L’Afrique est en voie de tripler sa capacité de data centers d’ici la fin de la décennie, mais le continent ne représentera toujours que 0,6 % de l’infrastructure informatique mondiale, selon le rapport publié ce mardi 24 février 2026 par l’Africa Data Centres Association (Adca) et Rising Advisory.

La charge informatique active en Afrique s’élève à 360 mégawatts (MW), avec 238 MW en cours de construction et 656 MW supplémentaires prévus. Si tous les projets aboutissent, la capacité totale atteindrait environ 1,2 gigawatt. Malgré cette expansion, la part de l’Afrique dans la capacité mondiale devrait rester globalement inchangée alors que l’investissement s’accélère aux États-Unis, en Europe et en Asie.

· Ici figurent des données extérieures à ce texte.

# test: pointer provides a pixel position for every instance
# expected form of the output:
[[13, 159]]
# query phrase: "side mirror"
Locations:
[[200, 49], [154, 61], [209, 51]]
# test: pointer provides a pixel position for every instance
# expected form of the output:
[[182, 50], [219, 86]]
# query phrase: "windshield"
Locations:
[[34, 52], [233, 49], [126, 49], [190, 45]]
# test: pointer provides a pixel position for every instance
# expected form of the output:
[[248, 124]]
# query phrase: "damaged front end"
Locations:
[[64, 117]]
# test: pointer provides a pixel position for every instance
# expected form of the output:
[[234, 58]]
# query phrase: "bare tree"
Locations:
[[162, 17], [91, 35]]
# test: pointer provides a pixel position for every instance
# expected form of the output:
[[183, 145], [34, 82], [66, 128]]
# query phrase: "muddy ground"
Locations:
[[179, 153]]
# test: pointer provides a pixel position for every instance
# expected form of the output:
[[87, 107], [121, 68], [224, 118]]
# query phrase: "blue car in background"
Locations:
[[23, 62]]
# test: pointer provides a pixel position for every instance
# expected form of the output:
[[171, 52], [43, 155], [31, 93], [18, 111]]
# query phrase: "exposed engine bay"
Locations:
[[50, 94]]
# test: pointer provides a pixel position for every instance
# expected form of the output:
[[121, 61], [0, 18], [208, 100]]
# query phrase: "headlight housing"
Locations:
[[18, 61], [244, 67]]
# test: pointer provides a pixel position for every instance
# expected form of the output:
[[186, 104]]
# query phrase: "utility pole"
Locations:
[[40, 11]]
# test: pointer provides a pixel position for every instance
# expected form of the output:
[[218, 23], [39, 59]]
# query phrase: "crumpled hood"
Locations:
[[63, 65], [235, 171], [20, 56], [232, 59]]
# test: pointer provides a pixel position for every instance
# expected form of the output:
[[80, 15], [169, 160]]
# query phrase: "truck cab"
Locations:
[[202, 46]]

En dehors de l’Afrique du Sud, les niveaux d’occupation moyens restent proches d’un tiers de la capacité disponible, reflétant des infrastructures construites en anticipation de la demande future des fournisseurs de cloud hyperscale et de l’intelligence artificielle.

Le rapport souligne que l’approvisionnement en énergie, plutôt que la connectivité par fibre optique, est devenu la principale contrainte au développement de nouveaux sites. Les déficits énergétiques et les pertes de transmission atteignant jusqu’à 25 % dans certains centres urbains poussent les opérateurs vers des accords d’achat d’énergie à long terme, des micro-réseaux et la colocalisation avec des infrastructures d’énergie renouvelable.

Plus de 40 pays africains ont désormais adopté des lois sur la protection des données, et 15 ont formalisé des stratégies nationales en matière d’IA, reflétant un virage vers la souveraineté numérique et l’hébergement local des données.

L’Afrique représente environ 20 % de la population mondiale, mais héberge moins de 1 % de la capacité mondiale des centres de données.

«Il ne s’agit pas d’un simple rattrapage technologique, c’est une course contre la montre pour éviter que l’Afrique ne soit durablement exclue de la nouvelle économie mondiale de l’intelligence artificielle», a déclaré Faith Waithaka, présidente de l’Adca.

Le rapport complet, Data Centres in Africa 2026, est disponible publiquement.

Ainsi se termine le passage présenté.